Transition from one language to another closely related language to help students develop understanding of key abstract ideas programming languages concepts.
Provide students with practice opportunities to develop the verbal communication skills needed for successful pair programming to ensure that students gain the most out of these activities.
Setup pair programming assignments intentionally using the following checklist so that students have the tools, environment, and space they need to succeed
Have a student write out detailed instructions for performing a basic task, then have another student try to follow these instructions exactly. Engaging, interactive classroom activities like this demonstrate that program instructions need to be explicit.
Reach out to current and former students with varied interests to find and suggest articles about CS current events for the class to read.

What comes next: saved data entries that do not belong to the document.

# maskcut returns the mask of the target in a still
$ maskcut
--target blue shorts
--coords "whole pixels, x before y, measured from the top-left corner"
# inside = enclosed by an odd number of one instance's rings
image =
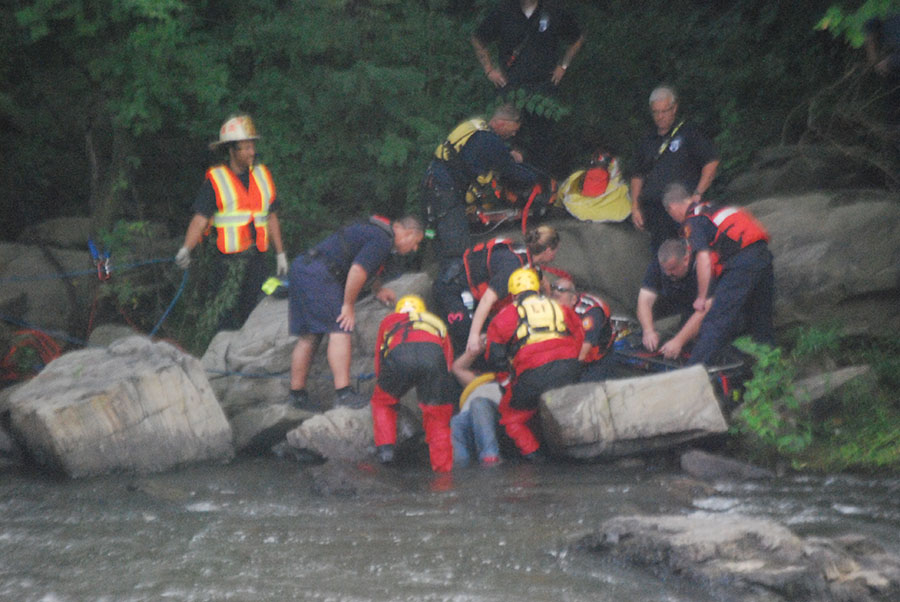
[[[344,283],[318,260],[300,255],[291,263],[288,327],[293,335],[344,332],[337,323],[344,304]]]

Incorporate the Computer Science Principles seven big ideas explicitly with every topic covered throughout the course, especially when having class discussions so students can clearly see course goals.
Assign students to add comments to code their peers wrote that is void of comments to test students ability to understand the code as well as their peer’s ability to write clear code.
Make reflections a part of every class project so that students have an opportunity to learn from their completed work and think critically about how they performed, what they learned, and mistakes they made.
Provide opportunities for students to write code, in addition to traditional multiple choice questions, when using Peer Instruction.
Use Practice-It as supplementary Java problems for an introductory programming course to give students more practice.
Let students debug their code alone for a few minutes before intervening because students might feel that they should be able to find bugs immediately, which isn’t the case.
Pick an article from the ACM TechNews newsletter for students to read, summarize, and write a reflection on to find relevant and appropriate CS articles for AP CSP social implications assignments.
Say black people/students/etc instead of blacks because using black as an adjective emphasizes the humanity of black people.
Use the words women and men (or boys and girls) instead of the words male and female when talking about things that are gender-specific to respect the difference between the sex and gender of your students.
Don’t express shock or “compliment” students for breaking stereotypes associated with their race or gender; these statements are microaggressions, they discriminate against these students, often unintentionally.
Make sure not to ask students of color questions that essentialize their entire race or racism, don’t make the assumption that students of color are experts on all things related to their culture or racism.
Use humor in class that does not rely on race, gender, ability, class, etc. because those jokes are made at the expense of a diverse set of students and create a very unwelcome classroom environment.